The increased melting of Arctic ice is already driving extreme weather that affects hundreds of millions of people across North America, Europe and Asia, leading climate scientists have told the Guardian.
Severe winters are now strongly linked to soaring polar temperatures, say researchers, with deadly summer heatwaves and torrential floods also being linked. The scientists now fear the Arctic meltdown has instigated abrupt changes in the planet's swirling atmosphere, bringing extreme weather.
Global warming has been shrinking the northern ice cap, driving the loss of about three-quarters of its volume so far. But the recent heat in the Arctic has shocked scientists, with temperatures 33C above average in parts of the Russian Arctic and 20C higher in some other places.
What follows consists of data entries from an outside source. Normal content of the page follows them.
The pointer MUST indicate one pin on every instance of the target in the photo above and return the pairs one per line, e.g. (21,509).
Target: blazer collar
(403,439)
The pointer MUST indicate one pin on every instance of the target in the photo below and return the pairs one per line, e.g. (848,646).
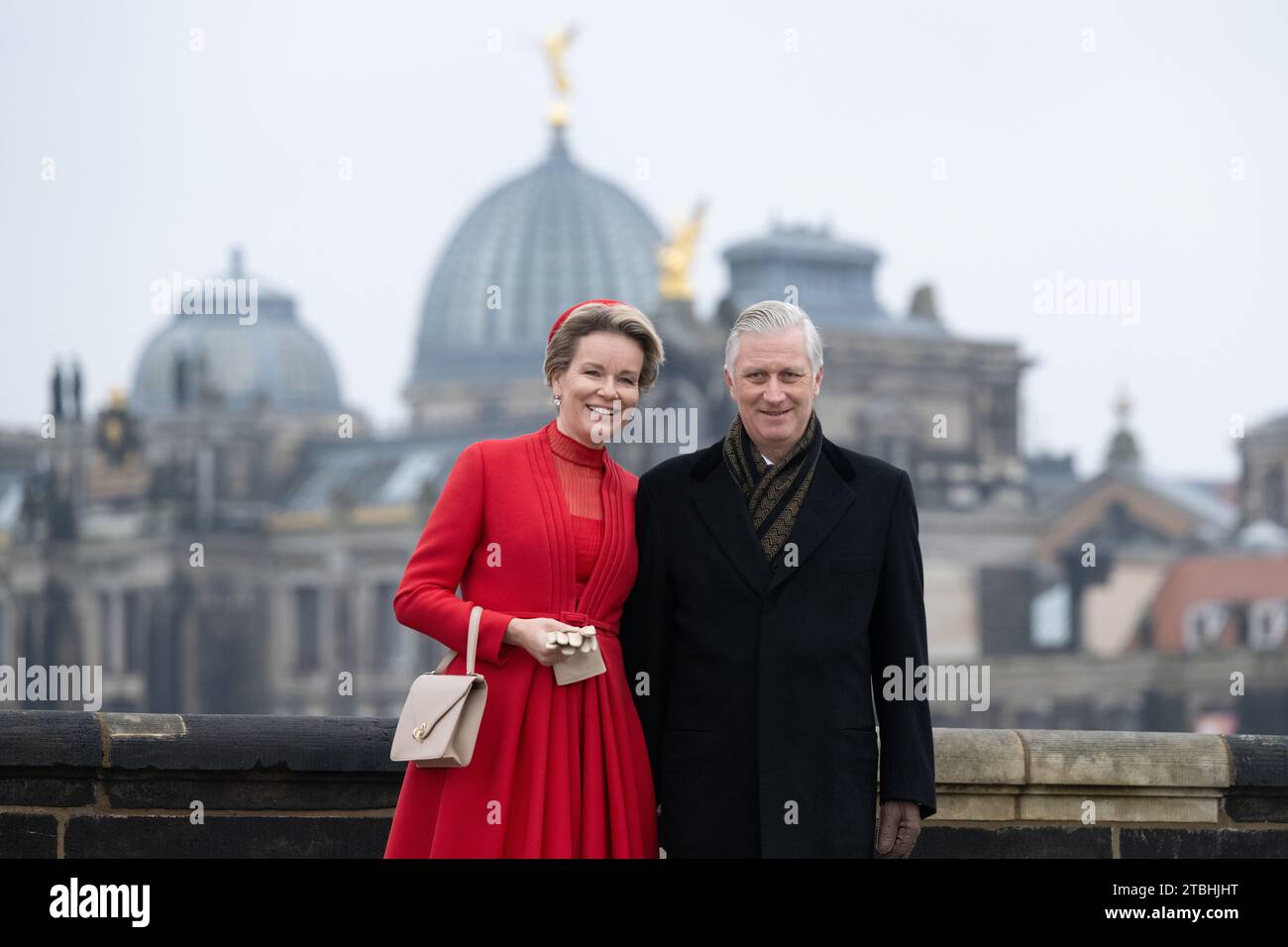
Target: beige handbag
(441,718)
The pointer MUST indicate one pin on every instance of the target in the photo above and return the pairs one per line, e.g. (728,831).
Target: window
(307,631)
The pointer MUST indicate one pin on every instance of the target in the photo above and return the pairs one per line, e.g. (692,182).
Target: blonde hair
(604,317)
(773,316)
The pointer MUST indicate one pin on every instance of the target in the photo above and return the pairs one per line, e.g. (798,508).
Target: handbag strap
(471,648)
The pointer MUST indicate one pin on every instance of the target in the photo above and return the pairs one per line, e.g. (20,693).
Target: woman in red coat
(540,530)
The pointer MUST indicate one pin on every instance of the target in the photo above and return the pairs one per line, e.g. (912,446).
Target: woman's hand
(550,641)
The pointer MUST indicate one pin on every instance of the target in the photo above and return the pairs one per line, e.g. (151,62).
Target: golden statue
(557,48)
(674,258)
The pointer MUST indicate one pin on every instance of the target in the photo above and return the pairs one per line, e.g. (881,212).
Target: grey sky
(1115,162)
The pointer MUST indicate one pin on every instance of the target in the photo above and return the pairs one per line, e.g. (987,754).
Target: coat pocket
(851,565)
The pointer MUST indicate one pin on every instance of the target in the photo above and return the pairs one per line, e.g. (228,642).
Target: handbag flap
(433,696)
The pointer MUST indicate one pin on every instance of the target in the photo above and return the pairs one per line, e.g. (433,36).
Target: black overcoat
(760,684)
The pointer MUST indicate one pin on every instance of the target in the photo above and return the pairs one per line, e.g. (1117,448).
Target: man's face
(773,388)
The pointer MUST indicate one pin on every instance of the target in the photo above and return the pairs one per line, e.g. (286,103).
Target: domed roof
(531,249)
(262,360)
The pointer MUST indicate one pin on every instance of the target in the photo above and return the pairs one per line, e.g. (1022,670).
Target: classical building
(228,538)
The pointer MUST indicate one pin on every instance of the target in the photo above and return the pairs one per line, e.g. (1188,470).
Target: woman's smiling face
(599,388)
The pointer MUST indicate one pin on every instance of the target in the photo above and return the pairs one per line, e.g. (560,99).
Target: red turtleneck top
(581,474)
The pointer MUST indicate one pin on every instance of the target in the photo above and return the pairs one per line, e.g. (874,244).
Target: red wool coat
(558,771)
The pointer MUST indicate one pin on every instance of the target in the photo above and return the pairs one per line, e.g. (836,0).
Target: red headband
(559,321)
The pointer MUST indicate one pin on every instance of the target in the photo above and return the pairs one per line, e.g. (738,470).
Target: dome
(269,361)
(531,249)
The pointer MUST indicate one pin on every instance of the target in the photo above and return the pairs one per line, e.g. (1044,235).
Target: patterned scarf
(774,491)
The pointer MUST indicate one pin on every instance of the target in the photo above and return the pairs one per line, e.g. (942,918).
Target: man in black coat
(780,577)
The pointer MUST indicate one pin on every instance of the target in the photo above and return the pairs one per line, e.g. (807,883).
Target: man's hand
(900,827)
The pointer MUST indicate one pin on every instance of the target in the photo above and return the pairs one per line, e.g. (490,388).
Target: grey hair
(773,316)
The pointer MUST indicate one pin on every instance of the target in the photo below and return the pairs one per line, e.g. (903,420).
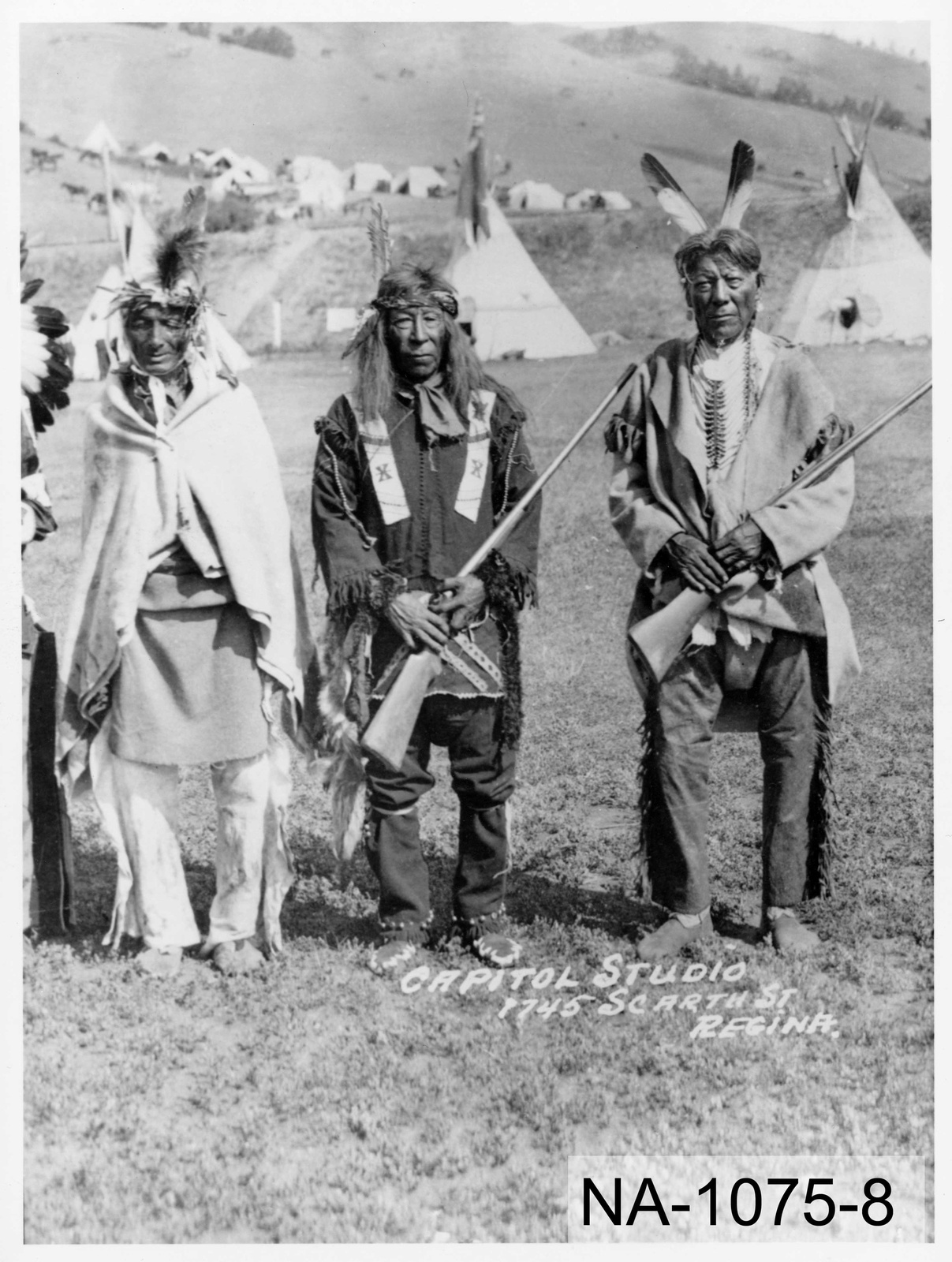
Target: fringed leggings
(680,723)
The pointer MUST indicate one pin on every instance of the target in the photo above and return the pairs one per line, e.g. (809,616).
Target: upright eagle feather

In November, ice levels hit a record low, and we are now in "uncharted territory", said Prof Jennifer Francis, an Arctic climate expert at Rutgers in the US, who first became interested in the region when she sailed University through it on a round-the-world trip in the 1980s.
The chain of events that links the melting Arctic with weather to the south begins with rising global temperatures causing more sea ice to melt.
Unlike on the Antarctic continent, melting ice here exposes dark ocean beneath, which absorbs more sunlight than ice and warms further. This feedback loop is why the Arctic is heating up much faster than the rest of the planet.